“Oh grant an honest Fame, or grant me none!”: The Ethics of Memorialization in Pope’s Archives of Dulness

2008 
Unlike Milton, who suffered throughout his creative life from a terrible sense of belatedness, Pope was one of the most precocious of English poets, not simply finding a place in literary society while still a teenager and being celebrated as an author in his early twenties—as magisterial a work as An Essay on Criticism was published in his twenty-third year—but self-consciously experimenting with the drama of a poetic career from the moment he first thrust himself onto the London stage. Pope’s wary and ambivalent conclusion to The Temple of Fame—“Unblemish’d let me live, or die unknown, / Oh grant an honest Fame, or grant me none!”1—seems to register an apprehension of danger and temptation remarkably similar to that found in Milton’s declaration that “Fame is the last spur that the clear spirit doth raise / (That last infirmity of noble mind),” and it dramatizes Pope’s incessant struggles as a literary careerist to avoid moral contamination.
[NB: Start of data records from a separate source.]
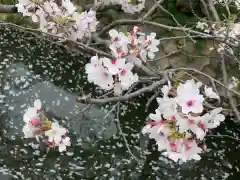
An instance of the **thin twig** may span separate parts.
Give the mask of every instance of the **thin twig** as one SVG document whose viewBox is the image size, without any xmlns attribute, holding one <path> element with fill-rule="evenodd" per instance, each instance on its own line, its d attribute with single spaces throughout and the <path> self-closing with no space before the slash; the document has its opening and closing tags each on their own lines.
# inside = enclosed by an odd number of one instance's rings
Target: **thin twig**
<svg viewBox="0 0 240 180">
<path fill-rule="evenodd" d="M 75 116 L 69 118 L 64 125 L 68 124 L 70 121 L 72 121 L 73 119 L 76 119 L 76 117 L 78 117 L 79 115 L 82 115 L 92 106 L 92 104 L 88 104 L 85 108 L 83 108 L 81 111 L 79 111 Z"/>
<path fill-rule="evenodd" d="M 156 0 L 154 0 L 154 1 L 155 1 L 155 4 L 157 4 L 157 6 L 158 6 L 163 12 L 167 13 L 169 16 L 172 17 L 173 21 L 174 21 L 179 27 L 182 28 L 182 31 L 185 33 L 185 35 L 186 35 L 189 39 L 191 39 L 191 41 L 195 44 L 196 41 L 193 40 L 193 38 L 191 38 L 191 36 L 189 36 L 189 34 L 185 31 L 185 28 L 178 22 L 178 20 L 174 17 L 174 15 L 173 15 L 172 13 L 170 13 L 169 11 L 167 11 L 167 10 L 166 10 L 164 7 L 162 7 L 160 4 L 158 4 Z"/>
<path fill-rule="evenodd" d="M 108 24 L 107 26 L 105 26 L 98 33 L 98 35 L 100 36 L 100 35 L 104 34 L 105 32 L 109 31 L 110 29 L 114 28 L 117 25 L 133 25 L 133 24 L 146 24 L 146 25 L 151 25 L 151 26 L 155 26 L 155 27 L 159 27 L 159 28 L 164 28 L 164 29 L 167 29 L 169 31 L 172 31 L 172 30 L 183 31 L 184 30 L 184 31 L 186 31 L 188 33 L 204 36 L 205 38 L 210 38 L 210 39 L 214 38 L 217 41 L 224 42 L 224 38 L 221 37 L 221 36 L 213 36 L 213 35 L 210 35 L 210 34 L 207 34 L 207 33 L 202 33 L 202 32 L 199 32 L 199 31 L 192 30 L 190 28 L 181 28 L 181 27 L 175 27 L 175 26 L 168 26 L 168 25 L 165 25 L 165 24 L 160 24 L 160 23 L 152 22 L 152 21 L 145 21 L 145 20 L 141 21 L 141 20 L 132 20 L 132 19 L 119 19 L 119 20 L 116 20 L 116 21 Z M 229 46 L 232 46 L 232 47 L 238 47 L 237 44 L 233 44 L 233 43 L 230 43 L 230 42 L 226 42 L 226 44 L 229 45 Z"/>
<path fill-rule="evenodd" d="M 115 119 L 115 121 L 116 121 L 116 124 L 117 124 L 117 128 L 118 128 L 118 131 L 119 131 L 119 134 L 122 136 L 122 138 L 123 138 L 123 141 L 124 141 L 124 143 L 125 143 L 125 146 L 126 146 L 126 148 L 127 148 L 127 151 L 128 151 L 128 153 L 133 157 L 133 159 L 135 159 L 138 163 L 141 163 L 141 160 L 140 159 L 138 159 L 133 153 L 132 153 L 132 151 L 131 151 L 131 149 L 130 149 L 130 146 L 129 146 L 129 144 L 128 144 L 128 142 L 127 142 L 127 139 L 126 139 L 126 137 L 125 137 L 125 135 L 124 135 L 124 133 L 123 133 L 123 130 L 122 130 L 122 128 L 121 128 L 121 124 L 120 124 L 120 120 L 119 120 L 119 113 L 120 113 L 120 102 L 119 102 L 119 104 L 117 105 L 117 112 L 116 112 L 116 119 Z"/>
<path fill-rule="evenodd" d="M 148 108 L 149 108 L 151 102 L 152 102 L 154 99 L 156 99 L 156 97 L 158 97 L 159 94 L 161 94 L 161 93 L 162 93 L 162 91 L 161 91 L 161 90 L 158 90 L 158 91 L 156 91 L 156 92 L 148 99 L 147 104 L 146 104 L 146 108 L 145 108 L 145 112 L 148 111 Z"/>
<path fill-rule="evenodd" d="M 150 17 L 155 12 L 158 5 L 162 2 L 163 2 L 163 0 L 156 1 L 156 3 L 148 10 L 148 12 L 146 14 L 144 14 L 144 16 L 142 18 L 139 18 L 139 20 L 146 20 L 148 17 Z"/>
</svg>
Yet Pope insists on the possibility of an authorial purity that Milton’s lines emphatically deny: the desire for fame may be the last, or, in the example provided by the Oxford English Dictionary, the only remaining “infirmity of noble mind,” but in Milton’s rigorous formulation infirmity and nobility, like good and evil, cannot be separated: “Good and evill we know in the field of this World grow up together almost inseparably.”2 Pope, however, attempts to have his ethical cake and eat it too, to locate a privileged position from which moral deformity can be cast out and “an honest Fame” exemplified by the upright poet.